In the past there was an idea that society was structured by the old concept of honour. Thus those who had more power and wealth had greater importance than those with less power and wealth. In the modern age we have a new idea – dignity. This is a kind of universal and egalitarian idea of worth. There is a sense that every individual has an original identity. People are carriers of culture so each individual carries a culture forward. Charles Taylor writes:
“Equal recognition is not just the appropriate mode for a healthy democratic society. Its refusal can inflict damage on those who are denied it… The projection of an inferior or demeaning image on another can actually distort and oppress, to the extent that the image is internalized.” (1994: 36)
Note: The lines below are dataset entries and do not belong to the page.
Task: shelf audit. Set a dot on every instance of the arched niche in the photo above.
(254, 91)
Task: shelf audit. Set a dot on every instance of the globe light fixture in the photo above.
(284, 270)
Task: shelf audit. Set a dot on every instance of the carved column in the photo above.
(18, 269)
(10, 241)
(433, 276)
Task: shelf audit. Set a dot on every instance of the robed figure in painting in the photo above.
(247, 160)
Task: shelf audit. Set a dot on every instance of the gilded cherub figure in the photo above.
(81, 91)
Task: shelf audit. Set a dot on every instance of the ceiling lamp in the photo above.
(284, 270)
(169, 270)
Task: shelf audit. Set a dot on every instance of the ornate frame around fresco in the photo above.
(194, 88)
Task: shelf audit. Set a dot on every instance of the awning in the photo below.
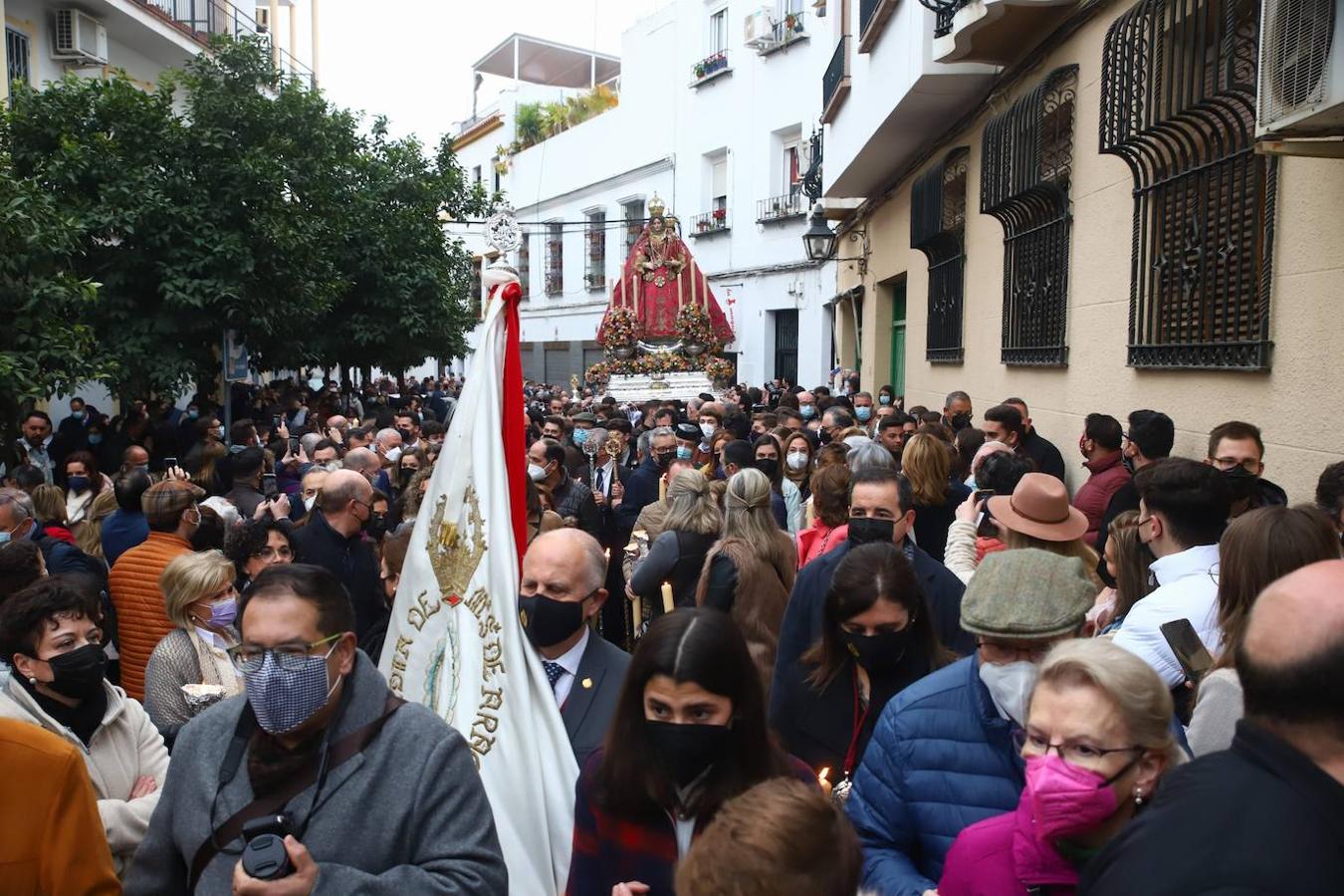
(545, 62)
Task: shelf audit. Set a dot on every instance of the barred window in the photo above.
(525, 264)
(16, 55)
(554, 258)
(594, 264)
(938, 230)
(1028, 156)
(1178, 105)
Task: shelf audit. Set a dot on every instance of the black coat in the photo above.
(802, 618)
(351, 560)
(1256, 818)
(816, 726)
(1043, 452)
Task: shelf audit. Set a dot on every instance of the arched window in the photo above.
(938, 230)
(1178, 105)
(1027, 168)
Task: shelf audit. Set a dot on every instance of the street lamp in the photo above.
(820, 241)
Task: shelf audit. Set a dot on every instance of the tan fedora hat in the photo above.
(1039, 507)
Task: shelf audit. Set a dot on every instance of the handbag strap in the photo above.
(345, 749)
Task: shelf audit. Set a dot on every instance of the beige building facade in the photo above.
(1068, 342)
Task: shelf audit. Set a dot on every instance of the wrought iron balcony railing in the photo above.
(711, 222)
(711, 66)
(944, 10)
(204, 19)
(791, 204)
(835, 77)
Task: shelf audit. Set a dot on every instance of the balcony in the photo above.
(710, 223)
(901, 100)
(784, 33)
(872, 19)
(995, 31)
(782, 208)
(710, 69)
(835, 82)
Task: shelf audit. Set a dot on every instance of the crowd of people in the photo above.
(801, 642)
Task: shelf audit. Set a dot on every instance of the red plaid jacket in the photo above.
(611, 849)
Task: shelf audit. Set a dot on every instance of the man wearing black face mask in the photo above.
(560, 591)
(50, 633)
(334, 539)
(641, 488)
(1238, 452)
(880, 510)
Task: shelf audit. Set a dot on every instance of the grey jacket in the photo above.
(406, 815)
(588, 708)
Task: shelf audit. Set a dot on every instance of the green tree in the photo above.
(231, 196)
(45, 346)
(406, 284)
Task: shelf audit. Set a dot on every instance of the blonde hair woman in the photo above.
(1097, 745)
(926, 462)
(749, 572)
(676, 557)
(200, 599)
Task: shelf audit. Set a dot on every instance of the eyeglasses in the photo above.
(1072, 754)
(289, 657)
(1005, 653)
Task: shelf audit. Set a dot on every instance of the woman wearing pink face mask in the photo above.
(1097, 743)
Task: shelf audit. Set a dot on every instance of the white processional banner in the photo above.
(454, 642)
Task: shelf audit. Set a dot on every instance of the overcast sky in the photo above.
(411, 60)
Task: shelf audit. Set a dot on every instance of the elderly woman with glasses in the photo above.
(256, 546)
(1097, 743)
(190, 668)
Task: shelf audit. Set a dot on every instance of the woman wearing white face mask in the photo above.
(190, 668)
(257, 546)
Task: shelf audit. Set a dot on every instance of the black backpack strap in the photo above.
(345, 749)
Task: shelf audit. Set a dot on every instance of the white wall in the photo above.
(661, 131)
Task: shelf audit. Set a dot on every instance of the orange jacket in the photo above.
(49, 818)
(141, 619)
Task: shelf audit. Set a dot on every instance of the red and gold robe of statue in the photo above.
(656, 297)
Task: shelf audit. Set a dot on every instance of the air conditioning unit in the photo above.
(759, 29)
(1301, 69)
(80, 38)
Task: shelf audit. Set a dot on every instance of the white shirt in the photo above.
(570, 662)
(606, 470)
(1187, 591)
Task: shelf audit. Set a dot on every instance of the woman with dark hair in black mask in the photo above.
(688, 735)
(876, 638)
(50, 634)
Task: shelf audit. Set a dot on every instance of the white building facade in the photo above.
(718, 103)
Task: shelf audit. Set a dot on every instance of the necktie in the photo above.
(553, 672)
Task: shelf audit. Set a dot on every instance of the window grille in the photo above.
(1028, 154)
(938, 230)
(1178, 104)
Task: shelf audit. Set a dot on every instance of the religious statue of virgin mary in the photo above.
(660, 278)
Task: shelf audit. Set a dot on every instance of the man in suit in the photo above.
(560, 592)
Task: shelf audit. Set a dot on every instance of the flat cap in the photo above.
(1027, 594)
(169, 496)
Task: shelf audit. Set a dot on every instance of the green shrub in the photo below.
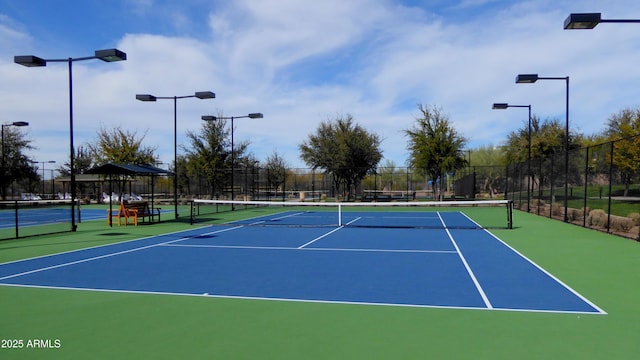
(575, 214)
(556, 209)
(620, 223)
(597, 217)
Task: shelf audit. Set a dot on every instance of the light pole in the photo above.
(590, 20)
(45, 162)
(107, 55)
(199, 95)
(502, 106)
(15, 123)
(214, 118)
(530, 79)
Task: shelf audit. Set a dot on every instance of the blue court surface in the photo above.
(450, 268)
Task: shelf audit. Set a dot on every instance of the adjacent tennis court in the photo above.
(429, 259)
(231, 290)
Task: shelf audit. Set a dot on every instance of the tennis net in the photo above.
(435, 214)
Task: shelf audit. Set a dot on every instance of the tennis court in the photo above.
(104, 319)
(446, 261)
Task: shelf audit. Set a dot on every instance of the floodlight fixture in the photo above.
(588, 21)
(199, 95)
(108, 55)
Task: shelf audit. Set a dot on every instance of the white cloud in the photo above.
(300, 63)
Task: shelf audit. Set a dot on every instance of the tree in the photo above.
(121, 146)
(486, 162)
(116, 146)
(209, 155)
(435, 147)
(624, 129)
(16, 165)
(343, 149)
(276, 168)
(83, 161)
(547, 142)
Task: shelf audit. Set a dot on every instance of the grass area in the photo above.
(109, 325)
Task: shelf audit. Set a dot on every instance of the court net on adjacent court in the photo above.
(434, 214)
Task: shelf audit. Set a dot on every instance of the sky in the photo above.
(301, 62)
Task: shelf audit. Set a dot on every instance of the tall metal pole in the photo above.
(175, 154)
(529, 180)
(71, 150)
(233, 163)
(566, 159)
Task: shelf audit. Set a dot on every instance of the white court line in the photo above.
(601, 311)
(466, 265)
(312, 301)
(320, 237)
(310, 249)
(109, 255)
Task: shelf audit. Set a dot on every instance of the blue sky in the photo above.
(301, 62)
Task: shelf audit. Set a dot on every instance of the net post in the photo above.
(191, 212)
(510, 214)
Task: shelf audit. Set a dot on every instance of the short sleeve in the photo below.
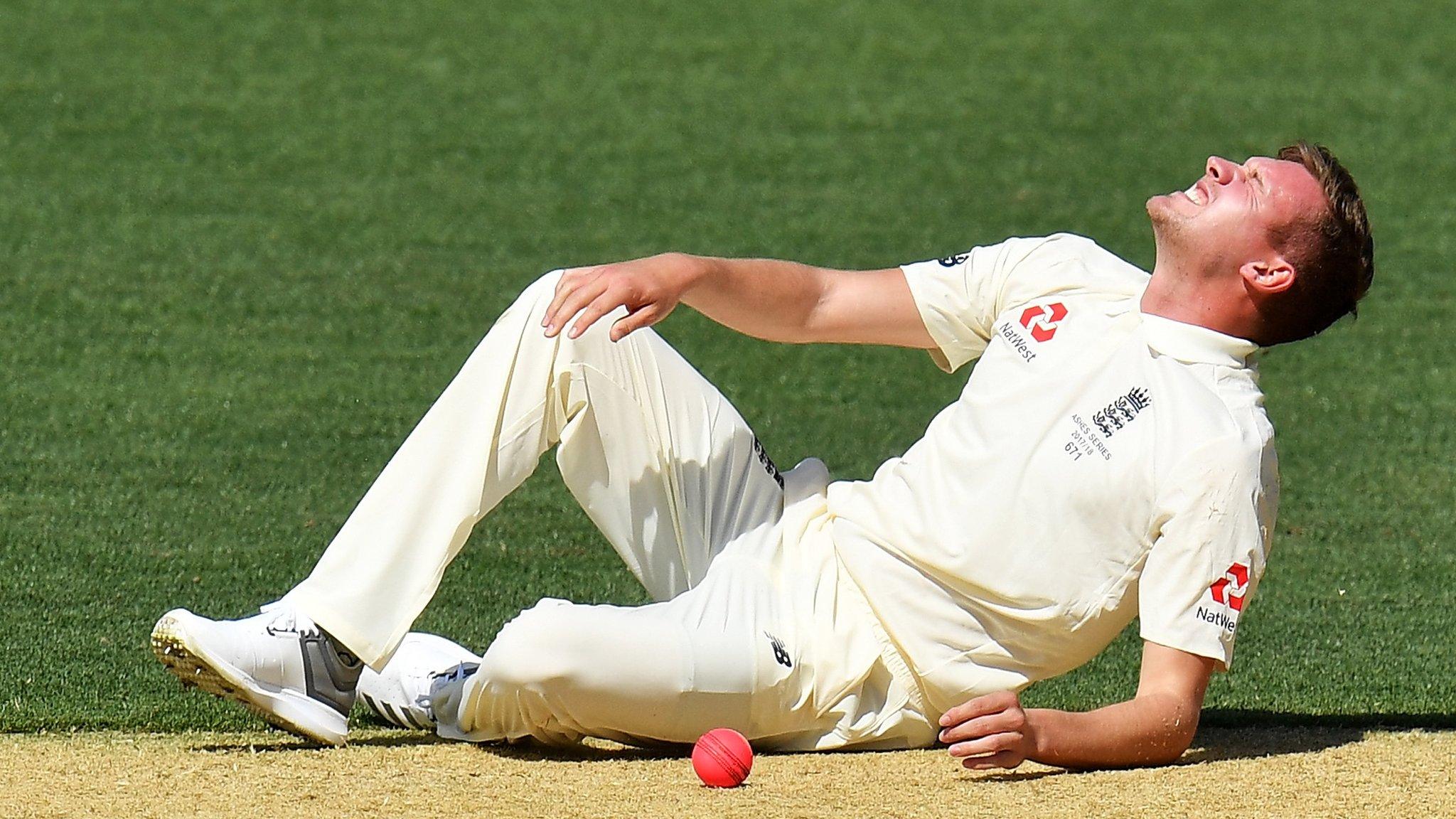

Equal recognition can mean one of two things. It can mean universalism – the sense that everyone has equal worth, equal rights and entitlements and equal citizenship. It can also relate to difference, building on the idea of individual identity. Every person should be recognised for his or her particular identity. An individual should not be assimilated as this leads to a loss of distinctiveness and peculiarities. In the sci-fi series Star Trek the Borg are a race of creatures that absorb every race they encounter. All of the particularities of the species are lost in the greater Borg but what you have left is Borg. The politics of difference “…asks that we give acknowledgement and status to something that is not universally shared. Or, otherwise put, we give due acknowledgement only to what is universally present – everyone has an identity – through recognizing what is peculiar to each. The universal demand powers an acknowledgement of specificity.” (Charles Taylor 1994: 39)
By applying universal dignity we are blind to the differences of people – everyone deserves equal respect. If we apply the politics of difference we do not discriminate by acknowledging the differences and treating people in a differentiated way. Cultures and identities deserve equal recognition, but not necessarily equal treatment. In France the Government sees republican values as a universalism. In French Quebec, however, the politics of recognition allow for special laws that preserve French identity in a majority English speaking Canada.
The question is how recognition of difference is balanced against a universalism of dignity in responding to issues of religious diversity. One way of considering this dilemma is to think about national identity, patriotism and a sense of civic homogeneity. An alternative approach is to encourage a more diverse and cosmopolitan vision. If we think we have discovered the best possible way of living already perhaps a universalism is the way forward. If we think we have not yet discovered the best possible way to living, perhaps there might be something in different cultures to learn from. Otherwise, in an effort to universalize, we might eliminate a way of life which has something to contribute to the best possible way of living. One could draw a parallel with the biodiversity argument and the preservation of the rainforest. If we destroy life forms we know nothing about, we might lose future scientific cures. Perhaps the same is true for cultures.